In questo video si raggiunge in trenta secondi il centro della Via Lattea

Di pari passo con le più recenti scoperte scientifiche, per molti di noi profani, si aprono scenari affascinanti, esistenziali e fantastici. Mentre gli astronomi stanno trovando un modo per colonizzare altri pianeti, noi qui sulla terra fantastichiamo su quella che sarà la vita dei nostri figli e dei nostri nipoti.

Anche soltanto un’immagine può stimolare il nostro immaginario e portarlo fino ad anni luce di distanza, allargando i nostri orizzonti mentali. Oggi vogliamo parlarti di un video, realizzato grazie al contributo del telescopio Hubble, che in meno di trenta secondi ci proietta mentalmente e in parte anche fisicamente al centro della nostra galassia.

Per raggiungere questo punto bisogna percorrere 27mila anni luce.
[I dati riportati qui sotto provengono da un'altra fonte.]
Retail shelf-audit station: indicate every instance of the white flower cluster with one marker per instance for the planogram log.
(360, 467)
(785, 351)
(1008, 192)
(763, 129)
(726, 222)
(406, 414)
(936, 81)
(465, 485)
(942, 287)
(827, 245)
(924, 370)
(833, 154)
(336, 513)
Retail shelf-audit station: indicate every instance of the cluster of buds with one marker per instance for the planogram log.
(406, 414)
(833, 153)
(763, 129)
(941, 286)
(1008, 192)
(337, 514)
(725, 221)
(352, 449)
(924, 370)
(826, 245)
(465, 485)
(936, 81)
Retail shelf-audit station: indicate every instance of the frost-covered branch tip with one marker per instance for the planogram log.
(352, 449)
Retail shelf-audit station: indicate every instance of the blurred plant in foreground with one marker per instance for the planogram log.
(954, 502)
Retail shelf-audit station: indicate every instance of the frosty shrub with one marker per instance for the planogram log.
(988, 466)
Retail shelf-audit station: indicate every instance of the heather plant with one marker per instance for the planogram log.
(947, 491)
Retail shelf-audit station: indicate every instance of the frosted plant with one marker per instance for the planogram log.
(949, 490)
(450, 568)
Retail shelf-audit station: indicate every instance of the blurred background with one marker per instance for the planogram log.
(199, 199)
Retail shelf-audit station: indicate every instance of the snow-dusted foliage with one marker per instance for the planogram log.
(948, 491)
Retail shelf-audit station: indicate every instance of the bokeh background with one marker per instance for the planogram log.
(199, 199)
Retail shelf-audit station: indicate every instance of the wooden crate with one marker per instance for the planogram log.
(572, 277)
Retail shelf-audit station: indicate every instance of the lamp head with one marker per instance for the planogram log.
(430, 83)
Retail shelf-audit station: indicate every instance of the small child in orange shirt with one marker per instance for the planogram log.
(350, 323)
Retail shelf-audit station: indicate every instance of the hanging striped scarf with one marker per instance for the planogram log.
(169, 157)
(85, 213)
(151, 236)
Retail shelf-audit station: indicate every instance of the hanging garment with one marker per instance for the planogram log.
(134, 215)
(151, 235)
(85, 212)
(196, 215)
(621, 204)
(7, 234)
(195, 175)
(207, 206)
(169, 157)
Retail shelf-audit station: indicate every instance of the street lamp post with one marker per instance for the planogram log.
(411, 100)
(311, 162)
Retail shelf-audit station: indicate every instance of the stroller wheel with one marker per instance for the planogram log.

La bellezza del video risiede nel suo zoom che ci fa sentire come fossimo su una navicella spaziale. Se mettiamo la modalità “schermo intero” l’esperienza sarà ancora più completa.

Le immagini da capogiro sono state scattate dal telescopio attraverso lunghezze d’onda infrarosse, dello spettro visibile e ultraviolette, ed è solo una parte di un progetto più grande, tuttora in corso, volto ad approfondire le proprietà del centro della Via Lattea.

Dopo esserselo goduti una volta, il video andrebbe rivisto una seconda per prestare più attenzione al numero incredibile di stelle che si vedono mano a mano che ci avviciniamo all’ombelico galattico. Al centro della galassia si trova un buco nero supermassiccio, in cui la densità di stelle è molto più alta rispetto alla zona dove stazioniamo noi.

L’universo è una questione di prospettive. Così come lo conosciamo il cielo stellato sembra avere una conformazione di stelle riconoscibile, ma grazie alla tecnologia dei telescopi più potenti siamo in grado di proiettarci anche solo per un istante dall’altra parte della galassia. Ma è un tempo sufficiente per far sì che al nostro “ritorno sulla terra” ci si senta un po’ cambiati.